Structural properties and implications
Σ2^P has robust closure properties under boolean operations and many-one reductions and is closed under union, intersection, and polynomial-time many-one reductions. Structural consequences of class inclusions or separations affect circuit lower bounds (e.g., nontrivial Σ2^P ⊆ SIZE(f(n)) implications), derandomization programs tied to Nisan–Wigderson generators, and proof systems studied by Cook and Reckhow. Completeness under truth-table reductions and implications for average-case complexity link Σ2^P to Levin’s theory and to cryptographic assumptions such as one-way functions studied by Rivest, Shamir, and Adleman.
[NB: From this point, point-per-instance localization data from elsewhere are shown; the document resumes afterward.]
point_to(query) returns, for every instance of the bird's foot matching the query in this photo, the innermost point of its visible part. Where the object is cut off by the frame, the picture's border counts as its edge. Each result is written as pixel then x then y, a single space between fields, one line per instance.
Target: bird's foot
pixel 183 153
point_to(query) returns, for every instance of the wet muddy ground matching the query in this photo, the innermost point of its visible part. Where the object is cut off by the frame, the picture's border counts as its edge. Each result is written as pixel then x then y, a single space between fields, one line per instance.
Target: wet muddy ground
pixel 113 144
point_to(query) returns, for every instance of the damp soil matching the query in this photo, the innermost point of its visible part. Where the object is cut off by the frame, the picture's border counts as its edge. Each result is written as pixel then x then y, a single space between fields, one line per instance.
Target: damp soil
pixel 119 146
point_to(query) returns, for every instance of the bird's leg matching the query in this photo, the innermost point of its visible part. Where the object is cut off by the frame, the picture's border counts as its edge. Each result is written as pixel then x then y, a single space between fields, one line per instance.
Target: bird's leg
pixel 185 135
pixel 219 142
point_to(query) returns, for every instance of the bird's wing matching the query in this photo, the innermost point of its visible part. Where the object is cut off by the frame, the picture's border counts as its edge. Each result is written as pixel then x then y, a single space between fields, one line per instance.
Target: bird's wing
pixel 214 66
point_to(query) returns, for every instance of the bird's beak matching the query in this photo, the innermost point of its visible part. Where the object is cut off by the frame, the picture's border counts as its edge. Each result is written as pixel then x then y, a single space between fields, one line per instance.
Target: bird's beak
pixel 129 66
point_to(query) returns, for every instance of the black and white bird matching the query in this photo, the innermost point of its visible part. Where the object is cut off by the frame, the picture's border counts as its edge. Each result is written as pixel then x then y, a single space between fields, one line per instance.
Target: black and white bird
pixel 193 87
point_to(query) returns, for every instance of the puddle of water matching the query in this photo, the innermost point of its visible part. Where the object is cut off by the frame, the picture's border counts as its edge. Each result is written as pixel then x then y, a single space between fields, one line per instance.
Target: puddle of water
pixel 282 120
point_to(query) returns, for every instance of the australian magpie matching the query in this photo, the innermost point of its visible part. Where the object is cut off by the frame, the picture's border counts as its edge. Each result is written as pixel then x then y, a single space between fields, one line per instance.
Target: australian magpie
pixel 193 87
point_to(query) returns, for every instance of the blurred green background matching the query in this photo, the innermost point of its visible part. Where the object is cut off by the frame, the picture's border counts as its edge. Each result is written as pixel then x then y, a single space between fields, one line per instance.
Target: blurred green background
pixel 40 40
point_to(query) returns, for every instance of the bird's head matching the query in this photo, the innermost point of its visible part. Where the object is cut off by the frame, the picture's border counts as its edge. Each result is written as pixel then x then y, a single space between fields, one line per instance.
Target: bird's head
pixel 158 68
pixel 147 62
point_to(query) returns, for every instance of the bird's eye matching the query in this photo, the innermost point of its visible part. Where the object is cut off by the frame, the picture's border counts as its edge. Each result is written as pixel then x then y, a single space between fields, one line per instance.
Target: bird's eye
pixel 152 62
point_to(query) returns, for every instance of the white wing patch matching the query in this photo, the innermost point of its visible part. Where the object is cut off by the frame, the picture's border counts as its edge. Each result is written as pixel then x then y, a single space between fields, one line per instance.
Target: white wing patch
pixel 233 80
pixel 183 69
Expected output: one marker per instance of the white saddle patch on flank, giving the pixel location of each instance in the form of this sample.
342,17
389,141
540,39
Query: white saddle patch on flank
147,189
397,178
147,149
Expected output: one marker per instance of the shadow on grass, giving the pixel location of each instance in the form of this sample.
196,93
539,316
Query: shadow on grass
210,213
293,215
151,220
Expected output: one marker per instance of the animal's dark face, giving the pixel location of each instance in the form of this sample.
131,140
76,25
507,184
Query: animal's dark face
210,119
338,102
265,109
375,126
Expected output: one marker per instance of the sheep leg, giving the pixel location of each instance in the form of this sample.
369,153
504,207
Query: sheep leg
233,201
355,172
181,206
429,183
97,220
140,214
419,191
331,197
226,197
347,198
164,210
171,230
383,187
Relativized and nonrelativized separations inform meta-results about definability over structures studied in finite model theory by Fagin, Immerman, and Vardi.
Complexity-theoretic results and separations
Key results concerning Σ2^P include the existence of relativized worlds where PH collapses or separates, demonstrated by oracles constructed by Baker, Gill, Solovay, and circuit lower bound consequences from Karp–Lipton style assumptions by Karp and Lipton. Toda’s theorem situates PH within P^#P, implying that Toda’s inclusion constrains Σ2^P via #P-oracles. Results on resource-bounded measure and structural separations involve work by Lutz and Mayordomo, while nondeterministic time hierarchies and oracles by Hartmanis and Stearns inform separations between Σ2^P and other classes. Research on derandomization by Impagliazzo, Wigderson, and Arora explores consequences for Σ2^P if randomized classes such as BPP collapse, and cryptographic hardness assumptions studied by Goldreich and Håstad yield conditional separations or inclusions involving Σ2^P.